Vest, Reif said, “shared our deepest values: excellence. Integrity. Meritocracy. Fairness. Openness. Humility, respect, and kindness. An instinct to always take the high road — and a commitment to making the world a better place.”
“Because the seeds and the foundation of Chuck’s decisions can be found in the rich soil of MIT values — and because they were bold — they have grown to inspire generations, probably beyond anything he could have anticipated,” Reif added.
Shirley Ann Jackson ’68, PhD ’73, president of Rensselaer Polytechnic Institute and a member of the MIT Corporation, described Vest, in a recorded appearance, as “self effacing and courageous,” a man who “led by letting others lead.” And former Vice President Al Gore, who also appeared on video, described Vest as “a true visionary” who saw MIT as “a place that could be a wellspring of innovation.”
Risks based on principles
After the gathering at Kresge, attendees moved across campus to one of the iconic buildings dating to Vest’s presidency: the Frank Gehry-designed Stata Center, whose first-floor common area, known previously as the “Student Street,” was renamed as the Charles M. Vest Student Street.
Robert Brown, who served as MIT’s provost under Vest and is now president of Boston University, recalled the decision to choose Gehry’s design — the “riskiest” of several choices for the building.Vest was “willing to take calculated risks based on principles,” Brown said.
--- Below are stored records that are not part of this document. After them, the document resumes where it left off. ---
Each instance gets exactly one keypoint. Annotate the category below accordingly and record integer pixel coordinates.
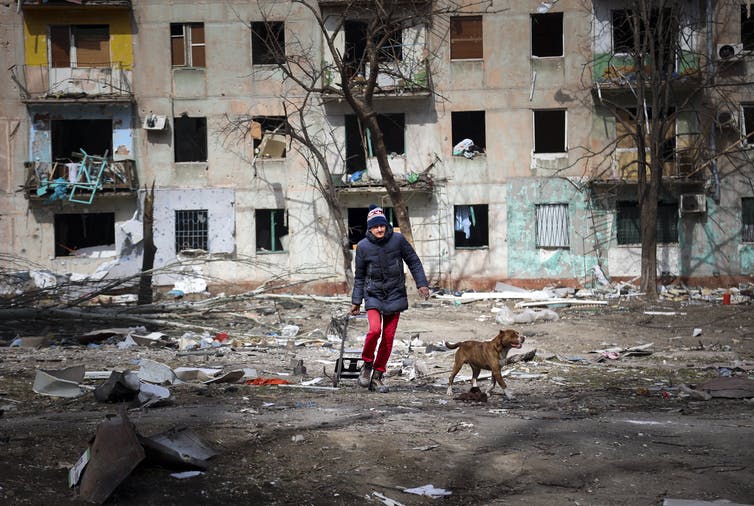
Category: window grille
(747, 219)
(191, 230)
(552, 226)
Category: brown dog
(488, 355)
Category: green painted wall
(525, 260)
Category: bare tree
(654, 73)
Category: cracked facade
(150, 88)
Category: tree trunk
(388, 179)
(147, 263)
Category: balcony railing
(81, 182)
(38, 83)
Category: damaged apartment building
(496, 133)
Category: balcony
(80, 182)
(43, 84)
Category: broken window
(471, 226)
(359, 139)
(547, 34)
(76, 231)
(747, 128)
(267, 42)
(269, 136)
(79, 46)
(272, 229)
(69, 136)
(626, 147)
(187, 44)
(466, 38)
(628, 223)
(357, 222)
(747, 219)
(389, 46)
(661, 26)
(191, 230)
(550, 131)
(468, 133)
(747, 27)
(552, 226)
(190, 139)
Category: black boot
(365, 377)
(377, 385)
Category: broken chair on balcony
(88, 178)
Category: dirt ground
(581, 428)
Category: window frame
(541, 112)
(747, 219)
(65, 44)
(747, 29)
(190, 50)
(201, 233)
(473, 39)
(479, 230)
(277, 219)
(667, 223)
(199, 128)
(535, 34)
(102, 222)
(557, 233)
(271, 42)
(478, 121)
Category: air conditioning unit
(693, 203)
(729, 51)
(726, 118)
(154, 122)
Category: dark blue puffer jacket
(378, 275)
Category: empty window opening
(190, 139)
(628, 224)
(69, 136)
(747, 129)
(357, 222)
(661, 25)
(468, 133)
(747, 219)
(191, 230)
(388, 43)
(471, 226)
(272, 229)
(747, 27)
(269, 136)
(547, 34)
(359, 139)
(550, 131)
(267, 42)
(466, 38)
(76, 231)
(79, 46)
(552, 226)
(187, 44)
(626, 137)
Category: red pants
(386, 326)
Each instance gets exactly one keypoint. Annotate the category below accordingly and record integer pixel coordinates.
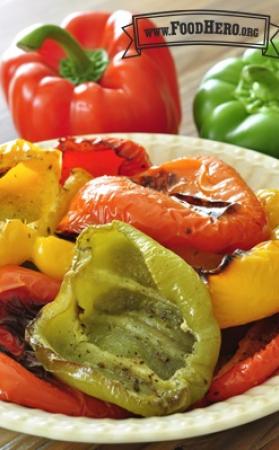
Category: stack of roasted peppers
(117, 276)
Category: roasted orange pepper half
(197, 202)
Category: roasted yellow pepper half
(32, 202)
(247, 287)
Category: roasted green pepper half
(132, 324)
(238, 102)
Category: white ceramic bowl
(259, 171)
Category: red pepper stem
(36, 38)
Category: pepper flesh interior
(132, 324)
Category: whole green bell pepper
(132, 324)
(238, 102)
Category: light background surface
(191, 63)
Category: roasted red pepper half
(102, 156)
(256, 359)
(74, 80)
(22, 379)
(196, 202)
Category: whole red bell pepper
(76, 82)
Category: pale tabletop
(191, 63)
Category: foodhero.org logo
(177, 28)
(201, 27)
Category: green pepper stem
(36, 38)
(80, 66)
(264, 77)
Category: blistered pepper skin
(132, 324)
(161, 211)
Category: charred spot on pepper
(160, 181)
(205, 206)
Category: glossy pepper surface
(132, 324)
(92, 90)
(197, 202)
(256, 359)
(22, 380)
(246, 288)
(238, 102)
He believed that “MIT was about taking risks, in our education, in our research … and in our architecture.” Vest felt that MIT was “a beacon for science and technology around the world” — and that the bold design of the new building would serve to symbolize and enhance that reputation.
Vest’s two children — daughter Kemper and son John — also spoke at the Stata Center ceremony, at which a large portrait of their father was unveiled. “No family could be luckier, and no son could be prouder,” John Vest said.